End-to-end documentation for our RECAP (RL with Experience and Corrections via Advantage-conditioned Policies) implementation on YAM bimanual arms. RECAP is the offline RL algorithm in pi0.6 (π★₀.₆: a VLA That Learns From Experience, Physical Intelligence et al.).

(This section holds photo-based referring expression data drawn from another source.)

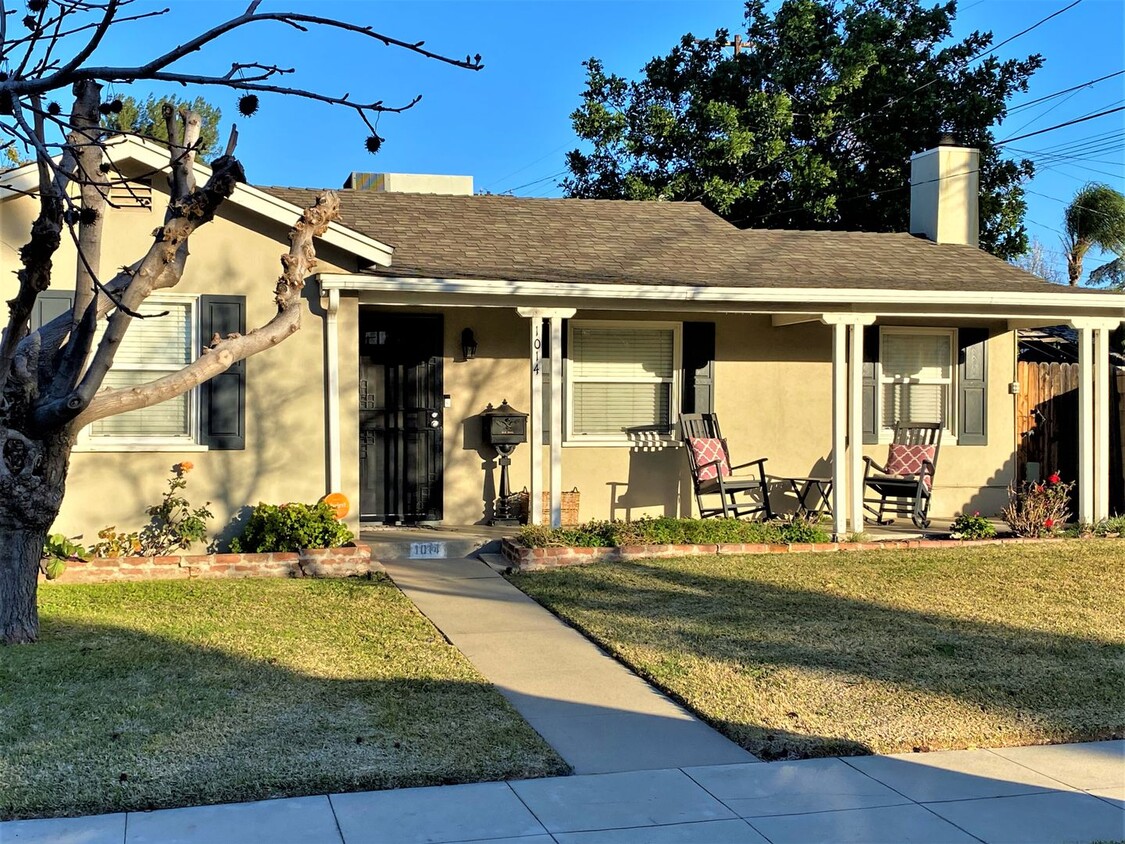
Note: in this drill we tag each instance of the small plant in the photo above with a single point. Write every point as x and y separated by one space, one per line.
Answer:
57 551
290 528
174 524
666 530
971 527
1038 509
1112 527
113 542
803 530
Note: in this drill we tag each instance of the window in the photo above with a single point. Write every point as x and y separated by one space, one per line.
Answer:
916 376
152 349
622 379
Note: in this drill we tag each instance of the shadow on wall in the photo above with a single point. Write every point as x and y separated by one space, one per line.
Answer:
657 473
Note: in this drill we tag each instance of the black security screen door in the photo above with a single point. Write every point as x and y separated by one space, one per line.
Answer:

This site documents the full pipeline we actually run on real hardware:

Data collection in limb — DAgger sessions with a three-state phase machine (AUTONOMOUS / PAUSED / CORRECTING) and operator-driven episode lifecycle.
Data conversion via limb convert-lerobot --pistar — produces a LeRobot v3.0 dataset with the five RECAP columns (intervention, reward, reward_label, value_label, adv_ind).
Training in pistar (JAX) — six stages from SFT through full RECAP, with 15 patches we wrote on top of upstream pistar to make Stages 4 + 5 (VLM value model + VLM advantage labeling) actually runnable.
Evaluation through openpi/scripts/serve_policy.py and limb’s OpenPIClient — the trained pi0.6 checkpoint serves through the standard openpi wire protocol with no limb-side changes.

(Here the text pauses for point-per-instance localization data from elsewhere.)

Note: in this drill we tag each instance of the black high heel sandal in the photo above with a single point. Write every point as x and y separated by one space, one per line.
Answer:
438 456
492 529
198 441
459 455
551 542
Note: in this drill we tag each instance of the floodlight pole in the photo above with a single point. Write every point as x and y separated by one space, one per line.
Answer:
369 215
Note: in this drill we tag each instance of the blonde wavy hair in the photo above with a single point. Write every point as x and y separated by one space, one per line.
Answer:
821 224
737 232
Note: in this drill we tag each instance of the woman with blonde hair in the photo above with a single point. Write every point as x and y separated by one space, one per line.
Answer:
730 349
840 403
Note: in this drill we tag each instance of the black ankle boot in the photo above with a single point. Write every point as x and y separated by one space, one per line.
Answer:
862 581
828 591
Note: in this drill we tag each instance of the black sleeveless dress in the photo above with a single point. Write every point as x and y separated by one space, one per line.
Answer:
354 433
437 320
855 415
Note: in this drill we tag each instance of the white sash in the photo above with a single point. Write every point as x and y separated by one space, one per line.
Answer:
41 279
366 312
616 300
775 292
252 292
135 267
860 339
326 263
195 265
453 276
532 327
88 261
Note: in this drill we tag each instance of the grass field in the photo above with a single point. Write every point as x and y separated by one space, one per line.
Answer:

For the algorithm itself read the pi★0.6 paper. For the reference RECAP pipeline structure see the RLinf RECAP page; RLinf is sim-only (LIBERO), while this site documents a real-robot implementation.

Quick-start path

The shortest path from a fresh checkout to a working pi0.6 checkpoint on YAM. Each link goes to a dedicated page with full commands.

Pipeline stages

Reference

Patches reference — making pistar Stage 4 / 5 actually run

What’s adapted from where

Component	Origin	Adaptation for YAM
Algorithm	pi0.6 / RECAP paper	unchanged
Code base	ybpy/pistar (JAX fork of openpi)	added YAM `TrainConfig`s, Aloha-data adv_ind passthrough, 13 upstream-bug patches
Collection stack	limb (YAM control)	added DAgger session lifecycle, 6 pistar-shaped converter helpers, `--pistar` / `--pistar-demo` flags
Policy serving	openpi `serve_policy.py`	unchanged — pi0.6 checkpoints serve through it natively (no CFG-sampler shim needed)
VLM value model checkpoint	ybpy/vlm_ckpt (HF) / Google Drive	unchanged

Why pistar, not RLinf

Both pistar and RLinf implement pi0.6 / RECAP and use the same value model (SigLIP-So400m + Gemma3-270M + 201-bin C51 head over [-1, 0]). The difference is the labeling pipeline and the validation regime:

Dimension	RLinf	pistar
Backend	PyTorch	JAX
Relation to openpi	vendors openpi	fork of openpi
Validation	LIBERO simulation only	real robot (SO-101, AgileX PiPER)
Advantage labeling	quantile from value model with no auxiliary labels	VLM-based `value_label` / `reward_label` (per-frame supervision)
Conditioning at serving	CFG sampler required	`adv_ind` is just a tokenizer input — vanilla `serve_policy.py` works

For real-robot YAM the pistar path is a closer fit. It is also upstream-broken on main for Stages 4 + 5; we made them work with 15 targeted patches documented on the patches page.